Kiedy „czerezwyczajka” uderzyła w Leppera, nie wytrzymał Giertych. Sprawa się rypła i Platforma mogła sobie powygrywać co chciała. Natychmiast też przystąpiła do propagandowej i zarazem piaskownicowej zemsty za to, że PiS nie dał sobie w kaszę dmuchać dwa lata wcześniej. Przepychanki o obecność dyplomatyczną w świecie, o to kto rządzi w Polsce, nawet o sprawy administracyjno-biurowe – ustały z chwilą Katastrofy. By wybuchnąć ze zdwojoną siłą, kiedy okazało się, że Platforma (rząd) dała się wpuścić jak dziecko w dyktat rosyjski przy pracach wyjaśniających. PiS – jak to PiS – wystawił na ten front człowieka, który ma osobiste żale do byłych kolegów z KOR, a co dopiero do ich spadkobierców. Nie wróżyło to i nie wróży ugody w sprawie Katastrofy, ani w innych sprawach.

 

*             *             *

Dziś nie da się rozstrzygnąć – a i sensu nie ma – kto zaczął. Dlatego apel Ewy z Szydłowca skierowany wyraźnie do J. Kaczyńskiego – był nie w porządku. Może nie był prowokacją, obliczoną na to, że nie dojdzie do uściśnięcia dłoni – ale oczyszczał Platformę z wszystkiego, co wyczyniała od negocjacji POPiS-owych.
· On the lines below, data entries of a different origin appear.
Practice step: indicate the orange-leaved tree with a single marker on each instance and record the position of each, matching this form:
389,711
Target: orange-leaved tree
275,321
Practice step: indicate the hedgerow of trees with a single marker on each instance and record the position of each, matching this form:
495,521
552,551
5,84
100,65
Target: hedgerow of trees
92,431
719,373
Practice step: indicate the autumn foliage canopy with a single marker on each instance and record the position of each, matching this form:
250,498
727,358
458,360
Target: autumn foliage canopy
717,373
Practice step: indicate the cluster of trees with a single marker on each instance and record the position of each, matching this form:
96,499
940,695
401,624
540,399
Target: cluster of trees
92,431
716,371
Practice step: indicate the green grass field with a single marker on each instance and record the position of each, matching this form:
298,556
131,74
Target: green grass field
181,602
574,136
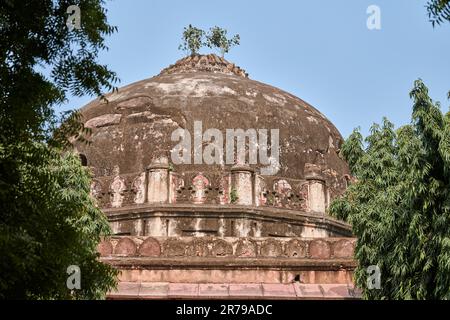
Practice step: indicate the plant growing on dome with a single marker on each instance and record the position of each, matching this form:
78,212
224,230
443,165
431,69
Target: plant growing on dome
217,38
192,40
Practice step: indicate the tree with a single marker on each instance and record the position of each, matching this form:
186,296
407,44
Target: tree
217,38
399,203
438,11
52,223
192,40
47,220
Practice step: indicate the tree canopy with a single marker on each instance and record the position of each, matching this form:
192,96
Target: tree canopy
438,11
194,39
47,219
217,38
399,203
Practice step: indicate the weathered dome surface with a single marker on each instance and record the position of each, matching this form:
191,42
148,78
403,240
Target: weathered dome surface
135,126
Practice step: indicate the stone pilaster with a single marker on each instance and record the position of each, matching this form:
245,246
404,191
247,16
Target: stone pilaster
242,183
317,190
158,181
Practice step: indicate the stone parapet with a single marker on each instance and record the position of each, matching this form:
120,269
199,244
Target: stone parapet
257,291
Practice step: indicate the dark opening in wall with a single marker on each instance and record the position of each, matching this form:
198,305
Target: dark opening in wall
83,160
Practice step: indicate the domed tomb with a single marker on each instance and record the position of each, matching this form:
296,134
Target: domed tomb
145,192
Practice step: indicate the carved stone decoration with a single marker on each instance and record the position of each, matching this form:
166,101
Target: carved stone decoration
224,189
296,248
150,248
176,186
158,179
260,191
246,249
221,248
117,189
242,183
96,189
139,188
174,248
125,247
271,248
199,188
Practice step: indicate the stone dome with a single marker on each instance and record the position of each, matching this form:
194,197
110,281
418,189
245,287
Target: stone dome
134,127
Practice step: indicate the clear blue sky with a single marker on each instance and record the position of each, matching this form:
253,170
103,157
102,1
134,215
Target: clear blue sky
320,51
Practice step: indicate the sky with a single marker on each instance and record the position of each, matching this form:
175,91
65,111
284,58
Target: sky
321,51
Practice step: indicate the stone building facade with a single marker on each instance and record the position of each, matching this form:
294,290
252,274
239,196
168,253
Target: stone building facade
211,226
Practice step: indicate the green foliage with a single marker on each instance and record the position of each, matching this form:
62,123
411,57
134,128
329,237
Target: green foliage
399,205
233,196
438,11
49,222
217,38
41,60
47,219
192,40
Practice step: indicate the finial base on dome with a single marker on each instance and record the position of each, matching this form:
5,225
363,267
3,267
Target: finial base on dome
204,63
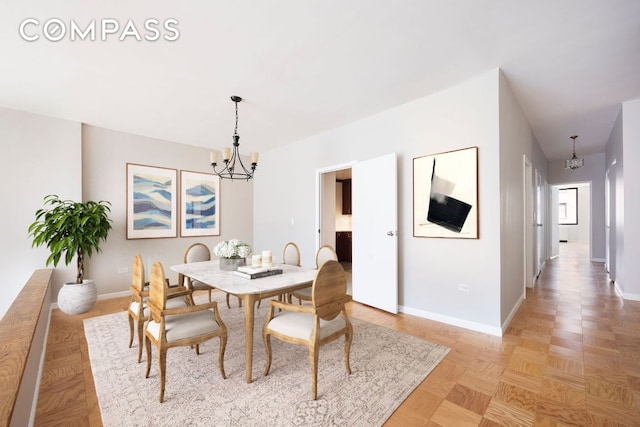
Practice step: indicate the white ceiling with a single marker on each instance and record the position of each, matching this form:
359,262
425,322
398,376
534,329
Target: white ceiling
306,66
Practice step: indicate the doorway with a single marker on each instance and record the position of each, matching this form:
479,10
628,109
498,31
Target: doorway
375,225
573,213
334,225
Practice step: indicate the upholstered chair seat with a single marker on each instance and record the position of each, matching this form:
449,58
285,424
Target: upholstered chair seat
314,325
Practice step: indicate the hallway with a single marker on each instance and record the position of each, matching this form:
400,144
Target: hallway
571,356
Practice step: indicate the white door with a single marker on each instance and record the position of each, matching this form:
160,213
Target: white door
539,224
375,232
529,225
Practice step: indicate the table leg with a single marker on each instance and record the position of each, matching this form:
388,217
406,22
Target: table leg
249,319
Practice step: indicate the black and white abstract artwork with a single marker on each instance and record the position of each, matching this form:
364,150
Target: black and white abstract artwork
445,194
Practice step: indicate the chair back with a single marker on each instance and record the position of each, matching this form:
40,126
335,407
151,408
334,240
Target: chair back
324,254
137,273
291,254
157,291
329,290
197,252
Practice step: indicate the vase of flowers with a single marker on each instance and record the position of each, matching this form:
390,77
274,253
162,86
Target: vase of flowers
233,254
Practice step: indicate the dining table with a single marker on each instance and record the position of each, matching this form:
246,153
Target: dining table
248,290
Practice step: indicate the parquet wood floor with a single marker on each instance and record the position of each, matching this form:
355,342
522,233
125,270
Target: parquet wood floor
571,357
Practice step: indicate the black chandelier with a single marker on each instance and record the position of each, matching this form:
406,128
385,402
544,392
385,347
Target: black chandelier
574,162
233,166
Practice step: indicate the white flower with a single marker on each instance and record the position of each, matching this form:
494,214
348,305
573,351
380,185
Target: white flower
233,248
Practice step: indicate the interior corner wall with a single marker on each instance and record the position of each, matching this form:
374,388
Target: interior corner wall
594,172
41,156
629,201
105,154
516,140
430,270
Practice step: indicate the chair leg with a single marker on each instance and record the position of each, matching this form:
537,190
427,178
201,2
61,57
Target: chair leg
130,330
162,362
223,346
313,359
348,337
267,346
140,338
147,346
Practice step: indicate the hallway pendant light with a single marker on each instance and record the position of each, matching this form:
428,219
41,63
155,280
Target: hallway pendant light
233,167
574,162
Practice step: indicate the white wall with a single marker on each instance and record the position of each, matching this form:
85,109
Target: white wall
41,156
105,155
630,200
430,269
516,140
594,173
616,187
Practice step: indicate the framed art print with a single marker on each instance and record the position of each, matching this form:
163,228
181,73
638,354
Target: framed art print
200,204
445,195
151,202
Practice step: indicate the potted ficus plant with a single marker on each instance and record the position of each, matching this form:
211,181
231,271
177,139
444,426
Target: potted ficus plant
72,229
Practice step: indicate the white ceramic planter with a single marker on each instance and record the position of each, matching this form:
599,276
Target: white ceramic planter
76,298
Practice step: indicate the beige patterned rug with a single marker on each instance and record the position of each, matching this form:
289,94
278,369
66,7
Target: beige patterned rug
386,367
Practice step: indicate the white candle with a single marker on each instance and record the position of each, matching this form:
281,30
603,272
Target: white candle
213,156
266,258
256,261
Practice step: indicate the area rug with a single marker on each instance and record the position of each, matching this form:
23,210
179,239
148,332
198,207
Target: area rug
386,367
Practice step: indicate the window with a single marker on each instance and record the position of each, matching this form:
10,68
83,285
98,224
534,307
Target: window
568,206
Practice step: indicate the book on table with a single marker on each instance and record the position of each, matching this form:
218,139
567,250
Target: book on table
256,273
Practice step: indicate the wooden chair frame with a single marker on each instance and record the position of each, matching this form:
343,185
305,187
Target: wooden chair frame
304,294
139,295
157,303
329,296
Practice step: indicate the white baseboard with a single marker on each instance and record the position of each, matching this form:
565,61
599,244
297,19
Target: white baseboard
632,297
454,321
509,318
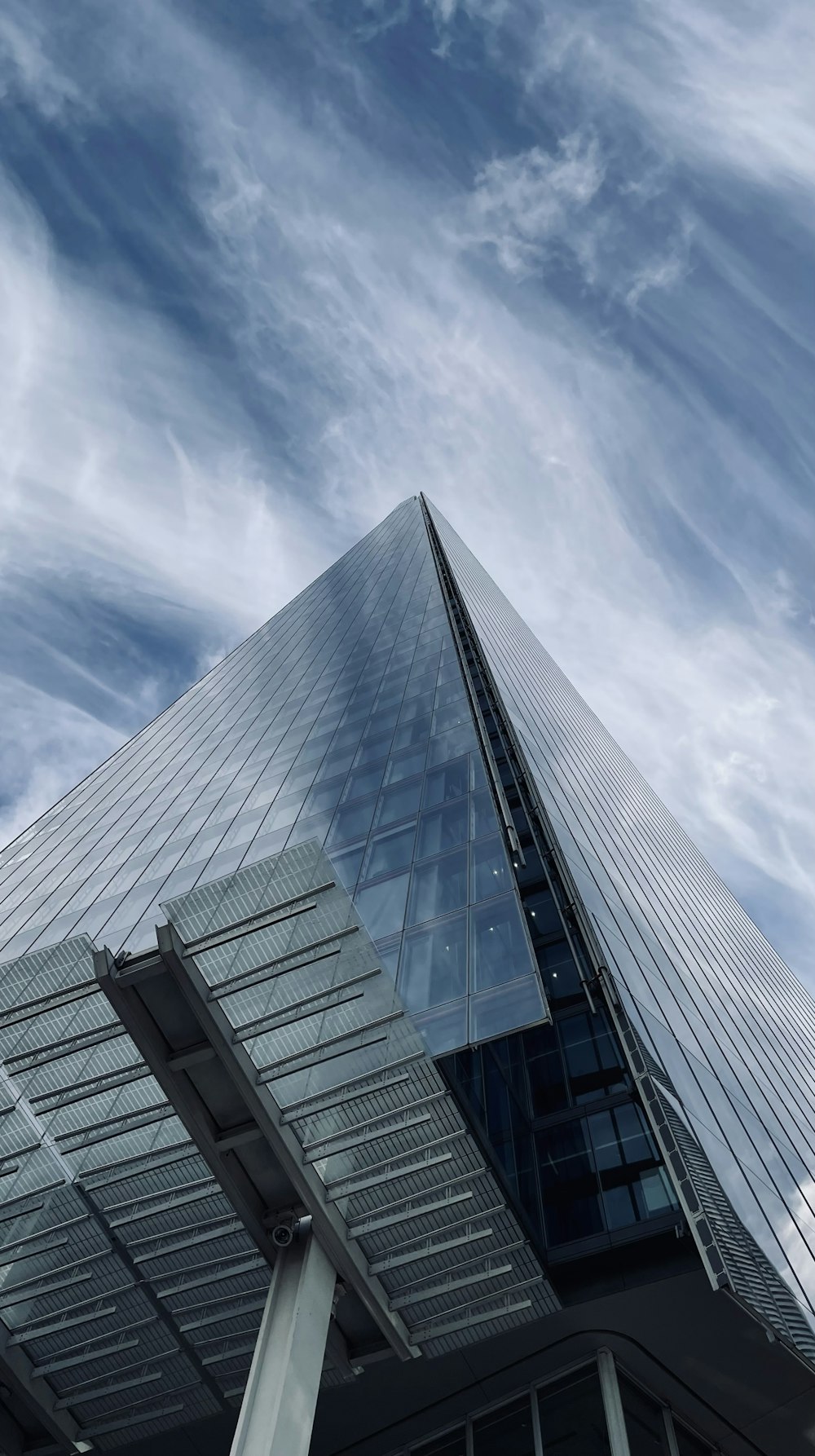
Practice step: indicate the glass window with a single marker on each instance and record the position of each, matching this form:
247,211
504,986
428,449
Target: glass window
478,772
346,865
507,1432
544,1068
450,744
491,872
444,1027
543,913
324,796
407,765
415,708
572,1422
450,692
412,733
644,1422
690,1445
498,946
434,964
381,906
390,850
443,829
437,887
452,1445
373,750
351,822
482,814
363,782
447,783
399,800
568,1181
505,1008
559,973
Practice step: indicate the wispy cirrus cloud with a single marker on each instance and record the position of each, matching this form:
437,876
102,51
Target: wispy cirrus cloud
339,302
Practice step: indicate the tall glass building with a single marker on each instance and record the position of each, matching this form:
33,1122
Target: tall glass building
383,1070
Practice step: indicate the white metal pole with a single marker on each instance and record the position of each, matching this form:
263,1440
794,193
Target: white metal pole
611,1404
278,1405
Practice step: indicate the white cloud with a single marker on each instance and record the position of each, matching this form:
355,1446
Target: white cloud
522,203
561,457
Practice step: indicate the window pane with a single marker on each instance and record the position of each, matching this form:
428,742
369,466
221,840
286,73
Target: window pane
570,1196
505,1008
363,782
450,744
407,765
447,783
483,814
644,1422
452,1445
390,850
443,829
572,1422
434,964
438,887
412,733
383,906
351,822
507,1432
498,944
489,870
399,800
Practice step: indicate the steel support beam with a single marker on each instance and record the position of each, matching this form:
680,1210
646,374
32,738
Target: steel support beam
281,1392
W cieniu tych zabaw Polska niepostrzeżenie stacza się w suicydalia.

Dziś, kiedy nawet najbardziej usłużni Rządowi mediaści dają ucha krytykom rozwiązań politycznych, gospodarczych, społecznych, bo coś jednak jest na rzeczy – Premier i Wicepremier(ka) wyjeżdżają sobie na saksy. Nie Platformę trzeba sklejać na powrót (bo i po co?) – ale Kraj i Państwo. Bez Ludności tego się zrobić nie da. Tym bardziej, jeśli się tę Ludność będzie traktować jak osiedlowego głupka i niemotę.

Może jednak warto odgrzać projekt Rokity, skoro innego rzeczywiście nie ma?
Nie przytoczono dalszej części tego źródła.